Credit default swap payments are usually made quarterly in arrears. So the higher the probability of default, the more the seller of protection needs to worry about a credit event taking place before any income has been received from the swap. Therefore, credit default swaps on single names and tranches with spreads higher than about 500 basis points tend to trade on a points-up-front basis. In other words, the spread or a portion of the spread is present-valued and paid upfront. If only a portion of the spread is paid upfront, there is still a running spread to pay.
There is no market standard for when a credit starts trading upfront and there is no market standard for whether the spread is fully or partially paid upfront. For example, in February 2006, just before it defaulted, Dana was quoted at 35/37.5 points up front. This meant a trader could sell $10 million of protection and receive an initial payment of $3.5 million.
Another example of upfront amounts is in equity tranche trades.
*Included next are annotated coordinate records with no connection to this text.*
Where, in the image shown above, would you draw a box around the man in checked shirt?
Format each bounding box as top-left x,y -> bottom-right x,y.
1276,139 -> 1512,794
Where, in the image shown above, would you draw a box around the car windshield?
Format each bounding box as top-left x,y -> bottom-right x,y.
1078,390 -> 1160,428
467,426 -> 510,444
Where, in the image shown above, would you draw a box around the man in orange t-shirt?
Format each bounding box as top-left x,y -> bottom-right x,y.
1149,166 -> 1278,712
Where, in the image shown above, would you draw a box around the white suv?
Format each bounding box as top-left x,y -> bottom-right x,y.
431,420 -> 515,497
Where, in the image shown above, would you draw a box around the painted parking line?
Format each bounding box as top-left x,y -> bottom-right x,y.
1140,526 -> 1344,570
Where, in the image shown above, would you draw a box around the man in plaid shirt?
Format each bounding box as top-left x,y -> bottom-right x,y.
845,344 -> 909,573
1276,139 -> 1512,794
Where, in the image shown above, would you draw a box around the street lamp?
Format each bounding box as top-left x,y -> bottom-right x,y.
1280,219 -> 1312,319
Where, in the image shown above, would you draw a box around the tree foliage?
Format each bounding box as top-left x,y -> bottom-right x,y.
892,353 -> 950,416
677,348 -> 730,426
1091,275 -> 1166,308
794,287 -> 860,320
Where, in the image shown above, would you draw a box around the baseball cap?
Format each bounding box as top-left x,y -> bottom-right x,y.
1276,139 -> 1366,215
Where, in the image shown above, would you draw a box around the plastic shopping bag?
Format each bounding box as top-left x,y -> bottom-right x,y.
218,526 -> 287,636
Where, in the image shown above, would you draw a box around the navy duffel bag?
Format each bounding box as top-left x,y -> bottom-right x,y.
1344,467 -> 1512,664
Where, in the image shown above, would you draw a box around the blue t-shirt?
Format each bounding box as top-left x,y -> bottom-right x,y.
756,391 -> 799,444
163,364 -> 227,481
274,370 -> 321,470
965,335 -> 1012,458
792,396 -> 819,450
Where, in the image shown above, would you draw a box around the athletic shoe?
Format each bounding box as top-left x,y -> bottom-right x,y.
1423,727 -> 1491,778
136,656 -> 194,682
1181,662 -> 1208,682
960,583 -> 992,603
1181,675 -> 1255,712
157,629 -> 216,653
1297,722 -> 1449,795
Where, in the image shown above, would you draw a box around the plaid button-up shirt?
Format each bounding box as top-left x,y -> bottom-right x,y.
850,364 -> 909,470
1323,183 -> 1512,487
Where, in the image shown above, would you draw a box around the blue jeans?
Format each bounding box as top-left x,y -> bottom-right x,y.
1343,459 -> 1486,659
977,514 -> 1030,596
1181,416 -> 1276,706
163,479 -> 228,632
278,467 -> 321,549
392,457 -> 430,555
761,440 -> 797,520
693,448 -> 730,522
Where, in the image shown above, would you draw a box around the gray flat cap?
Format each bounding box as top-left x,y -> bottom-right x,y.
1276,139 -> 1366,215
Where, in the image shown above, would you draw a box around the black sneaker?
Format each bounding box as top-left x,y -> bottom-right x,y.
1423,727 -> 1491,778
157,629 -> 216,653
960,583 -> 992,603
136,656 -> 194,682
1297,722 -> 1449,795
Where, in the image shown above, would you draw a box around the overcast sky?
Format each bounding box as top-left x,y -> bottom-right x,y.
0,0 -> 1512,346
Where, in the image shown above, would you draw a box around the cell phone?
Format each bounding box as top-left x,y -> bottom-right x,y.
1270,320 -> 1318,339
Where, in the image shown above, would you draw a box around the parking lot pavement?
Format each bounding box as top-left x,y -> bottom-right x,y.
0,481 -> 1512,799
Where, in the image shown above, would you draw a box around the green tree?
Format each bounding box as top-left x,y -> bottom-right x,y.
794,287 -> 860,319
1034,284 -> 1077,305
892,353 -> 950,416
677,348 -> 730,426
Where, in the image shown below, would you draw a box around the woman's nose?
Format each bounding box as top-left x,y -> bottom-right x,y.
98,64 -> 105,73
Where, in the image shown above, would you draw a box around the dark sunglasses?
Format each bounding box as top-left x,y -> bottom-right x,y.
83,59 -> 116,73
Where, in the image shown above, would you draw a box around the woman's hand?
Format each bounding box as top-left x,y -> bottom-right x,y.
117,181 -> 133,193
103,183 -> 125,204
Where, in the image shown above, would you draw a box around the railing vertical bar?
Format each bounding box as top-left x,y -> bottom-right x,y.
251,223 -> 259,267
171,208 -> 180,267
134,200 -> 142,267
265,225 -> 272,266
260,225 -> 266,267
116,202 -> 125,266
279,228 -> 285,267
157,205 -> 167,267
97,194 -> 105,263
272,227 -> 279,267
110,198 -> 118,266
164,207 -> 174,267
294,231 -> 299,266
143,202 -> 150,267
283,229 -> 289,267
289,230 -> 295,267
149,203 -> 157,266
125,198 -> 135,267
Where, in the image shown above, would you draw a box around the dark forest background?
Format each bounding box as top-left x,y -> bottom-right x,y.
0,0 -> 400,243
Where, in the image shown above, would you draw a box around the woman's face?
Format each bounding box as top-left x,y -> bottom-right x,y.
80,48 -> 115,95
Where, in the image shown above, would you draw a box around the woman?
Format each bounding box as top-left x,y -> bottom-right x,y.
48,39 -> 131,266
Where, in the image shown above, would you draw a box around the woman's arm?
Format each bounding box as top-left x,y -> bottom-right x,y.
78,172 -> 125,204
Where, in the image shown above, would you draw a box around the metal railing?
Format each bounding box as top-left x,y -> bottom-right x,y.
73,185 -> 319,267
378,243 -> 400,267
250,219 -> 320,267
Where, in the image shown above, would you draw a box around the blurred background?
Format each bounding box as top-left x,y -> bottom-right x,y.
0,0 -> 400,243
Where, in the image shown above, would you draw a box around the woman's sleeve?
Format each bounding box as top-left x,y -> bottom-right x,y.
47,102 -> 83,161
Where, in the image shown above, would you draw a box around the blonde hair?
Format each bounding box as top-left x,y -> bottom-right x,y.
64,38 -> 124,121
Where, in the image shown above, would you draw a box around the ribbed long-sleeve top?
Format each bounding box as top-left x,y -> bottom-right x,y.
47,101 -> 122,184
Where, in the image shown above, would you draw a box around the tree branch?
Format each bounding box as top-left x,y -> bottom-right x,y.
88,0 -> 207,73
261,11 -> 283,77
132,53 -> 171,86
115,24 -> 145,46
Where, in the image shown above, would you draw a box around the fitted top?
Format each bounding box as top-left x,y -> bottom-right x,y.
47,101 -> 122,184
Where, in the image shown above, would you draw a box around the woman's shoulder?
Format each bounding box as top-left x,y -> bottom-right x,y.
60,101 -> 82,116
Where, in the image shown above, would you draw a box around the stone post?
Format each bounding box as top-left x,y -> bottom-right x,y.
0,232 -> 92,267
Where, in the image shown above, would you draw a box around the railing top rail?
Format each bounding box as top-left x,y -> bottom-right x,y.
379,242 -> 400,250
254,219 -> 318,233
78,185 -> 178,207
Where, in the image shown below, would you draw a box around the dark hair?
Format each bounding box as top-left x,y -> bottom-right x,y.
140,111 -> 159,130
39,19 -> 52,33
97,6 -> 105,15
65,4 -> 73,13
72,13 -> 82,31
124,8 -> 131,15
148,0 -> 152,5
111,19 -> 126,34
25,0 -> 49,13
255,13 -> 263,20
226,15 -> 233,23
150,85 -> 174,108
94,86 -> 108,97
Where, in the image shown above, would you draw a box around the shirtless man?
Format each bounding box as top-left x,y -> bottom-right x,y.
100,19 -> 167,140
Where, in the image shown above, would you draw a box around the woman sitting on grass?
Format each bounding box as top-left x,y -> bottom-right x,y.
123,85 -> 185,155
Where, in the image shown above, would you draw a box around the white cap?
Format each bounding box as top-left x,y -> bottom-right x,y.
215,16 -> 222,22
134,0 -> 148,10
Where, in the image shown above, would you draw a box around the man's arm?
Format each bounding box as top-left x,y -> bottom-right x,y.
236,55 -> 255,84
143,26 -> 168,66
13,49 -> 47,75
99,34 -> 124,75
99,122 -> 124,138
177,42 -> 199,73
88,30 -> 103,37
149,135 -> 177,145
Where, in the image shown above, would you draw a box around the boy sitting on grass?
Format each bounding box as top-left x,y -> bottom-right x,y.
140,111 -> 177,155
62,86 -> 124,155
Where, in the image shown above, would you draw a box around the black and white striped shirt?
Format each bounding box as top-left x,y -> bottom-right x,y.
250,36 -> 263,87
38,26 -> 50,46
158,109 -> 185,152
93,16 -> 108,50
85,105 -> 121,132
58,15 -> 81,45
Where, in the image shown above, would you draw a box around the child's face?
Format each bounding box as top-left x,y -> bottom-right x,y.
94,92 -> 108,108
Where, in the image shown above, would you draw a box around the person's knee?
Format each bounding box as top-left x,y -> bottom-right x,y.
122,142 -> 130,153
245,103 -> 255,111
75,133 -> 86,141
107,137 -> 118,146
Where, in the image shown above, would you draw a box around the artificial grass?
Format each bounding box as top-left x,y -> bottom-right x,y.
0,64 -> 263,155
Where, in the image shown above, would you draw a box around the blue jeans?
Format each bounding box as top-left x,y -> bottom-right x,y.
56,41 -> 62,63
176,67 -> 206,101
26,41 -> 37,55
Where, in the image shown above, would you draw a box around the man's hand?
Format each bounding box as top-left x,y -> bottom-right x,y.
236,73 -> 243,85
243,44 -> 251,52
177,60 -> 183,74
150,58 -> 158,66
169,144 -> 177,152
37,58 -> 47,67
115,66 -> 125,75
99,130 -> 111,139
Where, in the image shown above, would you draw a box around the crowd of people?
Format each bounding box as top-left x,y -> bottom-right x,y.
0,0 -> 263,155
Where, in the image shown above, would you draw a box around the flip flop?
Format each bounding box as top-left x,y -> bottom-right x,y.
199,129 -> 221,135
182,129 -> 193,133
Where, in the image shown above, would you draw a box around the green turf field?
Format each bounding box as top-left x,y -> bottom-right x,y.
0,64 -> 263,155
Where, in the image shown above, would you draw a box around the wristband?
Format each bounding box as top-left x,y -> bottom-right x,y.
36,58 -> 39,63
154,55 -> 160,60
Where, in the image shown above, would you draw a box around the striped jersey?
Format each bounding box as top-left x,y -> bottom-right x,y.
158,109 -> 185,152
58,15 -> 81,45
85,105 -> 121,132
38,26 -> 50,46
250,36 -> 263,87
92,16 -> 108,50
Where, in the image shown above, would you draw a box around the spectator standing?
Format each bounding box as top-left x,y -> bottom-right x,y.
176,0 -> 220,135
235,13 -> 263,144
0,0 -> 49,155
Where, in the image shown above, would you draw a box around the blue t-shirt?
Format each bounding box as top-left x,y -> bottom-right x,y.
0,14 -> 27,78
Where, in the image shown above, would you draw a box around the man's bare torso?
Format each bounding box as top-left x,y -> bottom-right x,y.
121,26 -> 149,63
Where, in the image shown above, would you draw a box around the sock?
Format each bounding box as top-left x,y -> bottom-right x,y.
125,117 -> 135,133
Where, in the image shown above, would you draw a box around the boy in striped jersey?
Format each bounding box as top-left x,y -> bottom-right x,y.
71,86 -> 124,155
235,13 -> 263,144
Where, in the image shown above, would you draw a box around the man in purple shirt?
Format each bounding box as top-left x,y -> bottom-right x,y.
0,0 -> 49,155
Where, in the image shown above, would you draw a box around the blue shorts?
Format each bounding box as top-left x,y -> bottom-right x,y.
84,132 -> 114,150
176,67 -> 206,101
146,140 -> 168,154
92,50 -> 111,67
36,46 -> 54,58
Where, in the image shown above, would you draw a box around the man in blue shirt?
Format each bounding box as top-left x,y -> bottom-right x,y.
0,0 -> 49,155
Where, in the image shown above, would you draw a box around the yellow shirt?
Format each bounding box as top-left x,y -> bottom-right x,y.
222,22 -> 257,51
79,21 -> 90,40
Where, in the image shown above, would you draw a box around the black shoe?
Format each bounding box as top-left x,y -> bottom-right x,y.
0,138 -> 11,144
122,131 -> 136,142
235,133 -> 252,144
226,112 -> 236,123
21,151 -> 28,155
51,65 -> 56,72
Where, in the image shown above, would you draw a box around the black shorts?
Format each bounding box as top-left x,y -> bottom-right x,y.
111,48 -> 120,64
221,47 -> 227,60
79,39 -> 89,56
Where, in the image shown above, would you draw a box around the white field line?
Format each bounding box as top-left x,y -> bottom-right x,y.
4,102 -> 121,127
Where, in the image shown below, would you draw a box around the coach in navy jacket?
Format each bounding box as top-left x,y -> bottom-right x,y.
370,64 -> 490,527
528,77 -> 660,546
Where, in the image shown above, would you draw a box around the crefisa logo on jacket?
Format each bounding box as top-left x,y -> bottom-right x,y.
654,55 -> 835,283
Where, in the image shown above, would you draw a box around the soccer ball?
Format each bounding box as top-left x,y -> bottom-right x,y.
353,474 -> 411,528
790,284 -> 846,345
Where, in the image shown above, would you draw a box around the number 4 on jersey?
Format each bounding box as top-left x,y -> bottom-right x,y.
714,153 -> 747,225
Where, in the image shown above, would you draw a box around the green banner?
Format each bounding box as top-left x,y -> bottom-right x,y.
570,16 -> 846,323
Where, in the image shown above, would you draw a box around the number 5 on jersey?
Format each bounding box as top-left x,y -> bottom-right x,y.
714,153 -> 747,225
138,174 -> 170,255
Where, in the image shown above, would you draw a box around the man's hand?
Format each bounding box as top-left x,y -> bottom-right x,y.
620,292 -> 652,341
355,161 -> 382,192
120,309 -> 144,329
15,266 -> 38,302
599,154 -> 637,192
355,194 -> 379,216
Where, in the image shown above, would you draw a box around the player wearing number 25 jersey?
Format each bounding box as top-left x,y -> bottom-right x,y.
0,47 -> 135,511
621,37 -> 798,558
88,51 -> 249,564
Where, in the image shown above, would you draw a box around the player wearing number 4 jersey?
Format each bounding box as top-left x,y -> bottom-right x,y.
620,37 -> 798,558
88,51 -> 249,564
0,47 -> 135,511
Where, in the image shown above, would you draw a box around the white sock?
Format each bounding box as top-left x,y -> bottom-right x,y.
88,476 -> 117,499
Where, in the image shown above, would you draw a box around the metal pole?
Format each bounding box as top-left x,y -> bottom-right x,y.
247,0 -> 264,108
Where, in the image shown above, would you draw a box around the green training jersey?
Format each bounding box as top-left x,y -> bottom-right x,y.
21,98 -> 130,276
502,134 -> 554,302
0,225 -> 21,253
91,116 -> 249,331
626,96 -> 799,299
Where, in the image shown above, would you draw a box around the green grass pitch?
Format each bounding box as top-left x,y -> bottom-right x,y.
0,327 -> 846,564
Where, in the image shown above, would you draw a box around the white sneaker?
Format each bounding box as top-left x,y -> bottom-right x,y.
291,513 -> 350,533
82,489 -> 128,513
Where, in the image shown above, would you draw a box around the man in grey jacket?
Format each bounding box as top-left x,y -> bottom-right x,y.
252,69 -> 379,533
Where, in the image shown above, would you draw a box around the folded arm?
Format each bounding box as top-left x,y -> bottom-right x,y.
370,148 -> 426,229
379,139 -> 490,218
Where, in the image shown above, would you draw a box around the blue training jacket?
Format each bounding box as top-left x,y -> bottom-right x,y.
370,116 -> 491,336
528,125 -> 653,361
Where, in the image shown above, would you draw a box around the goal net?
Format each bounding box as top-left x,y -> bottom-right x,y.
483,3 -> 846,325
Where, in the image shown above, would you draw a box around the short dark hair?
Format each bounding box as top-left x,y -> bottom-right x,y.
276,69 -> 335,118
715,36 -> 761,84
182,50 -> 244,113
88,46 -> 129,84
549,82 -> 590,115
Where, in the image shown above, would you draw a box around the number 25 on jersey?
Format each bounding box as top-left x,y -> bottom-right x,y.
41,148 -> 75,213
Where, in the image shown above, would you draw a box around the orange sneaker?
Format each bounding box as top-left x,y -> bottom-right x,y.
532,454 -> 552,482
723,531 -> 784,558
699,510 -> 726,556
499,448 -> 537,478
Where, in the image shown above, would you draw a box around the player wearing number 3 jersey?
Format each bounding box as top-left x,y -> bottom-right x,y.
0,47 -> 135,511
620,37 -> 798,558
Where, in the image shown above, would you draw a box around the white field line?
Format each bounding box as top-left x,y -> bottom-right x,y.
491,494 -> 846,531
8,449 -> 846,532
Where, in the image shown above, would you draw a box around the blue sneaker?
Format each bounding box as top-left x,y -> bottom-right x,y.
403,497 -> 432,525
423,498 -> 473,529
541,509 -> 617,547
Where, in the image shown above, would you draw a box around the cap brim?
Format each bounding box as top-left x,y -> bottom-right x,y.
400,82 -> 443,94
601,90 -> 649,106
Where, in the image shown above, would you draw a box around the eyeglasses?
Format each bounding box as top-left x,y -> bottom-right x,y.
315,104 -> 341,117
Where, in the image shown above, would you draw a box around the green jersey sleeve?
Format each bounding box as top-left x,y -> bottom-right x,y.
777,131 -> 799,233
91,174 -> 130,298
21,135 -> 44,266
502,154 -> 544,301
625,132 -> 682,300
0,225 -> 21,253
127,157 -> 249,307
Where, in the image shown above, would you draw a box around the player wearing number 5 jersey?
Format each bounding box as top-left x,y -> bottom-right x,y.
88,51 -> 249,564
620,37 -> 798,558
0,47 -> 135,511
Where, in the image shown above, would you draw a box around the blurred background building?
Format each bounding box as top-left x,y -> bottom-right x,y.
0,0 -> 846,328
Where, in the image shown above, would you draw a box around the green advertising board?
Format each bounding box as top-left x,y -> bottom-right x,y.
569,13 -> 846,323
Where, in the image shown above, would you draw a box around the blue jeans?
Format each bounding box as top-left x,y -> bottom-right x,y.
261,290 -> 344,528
The market standard for the 0-3% iTraxx and CDX IG tranches is to pay a portion of the spread upfront and 500bp running. As the 500bp running is constant, prices for the equity tranche are quoted based on the upfront amount. Again, this is due to the high probability of experiencing a loss on the equity tranche. (As losses occur, the 500bp payment remains the same but it is now calculated on the reduced notional.)
Index swaps also trade with exchanges of upfront amounts. This is because the standardisation of the index contract extends to the contractual spread, which is fixed at the launch date for each series. So, if the contractual spread is fixed at 30bp but the market value is now 40bp, the seller of protection will receive only 30bp under the contract. The seller needs to be compensated for the 10bp difference between the contract and the market by receiving the present value of 10bp running.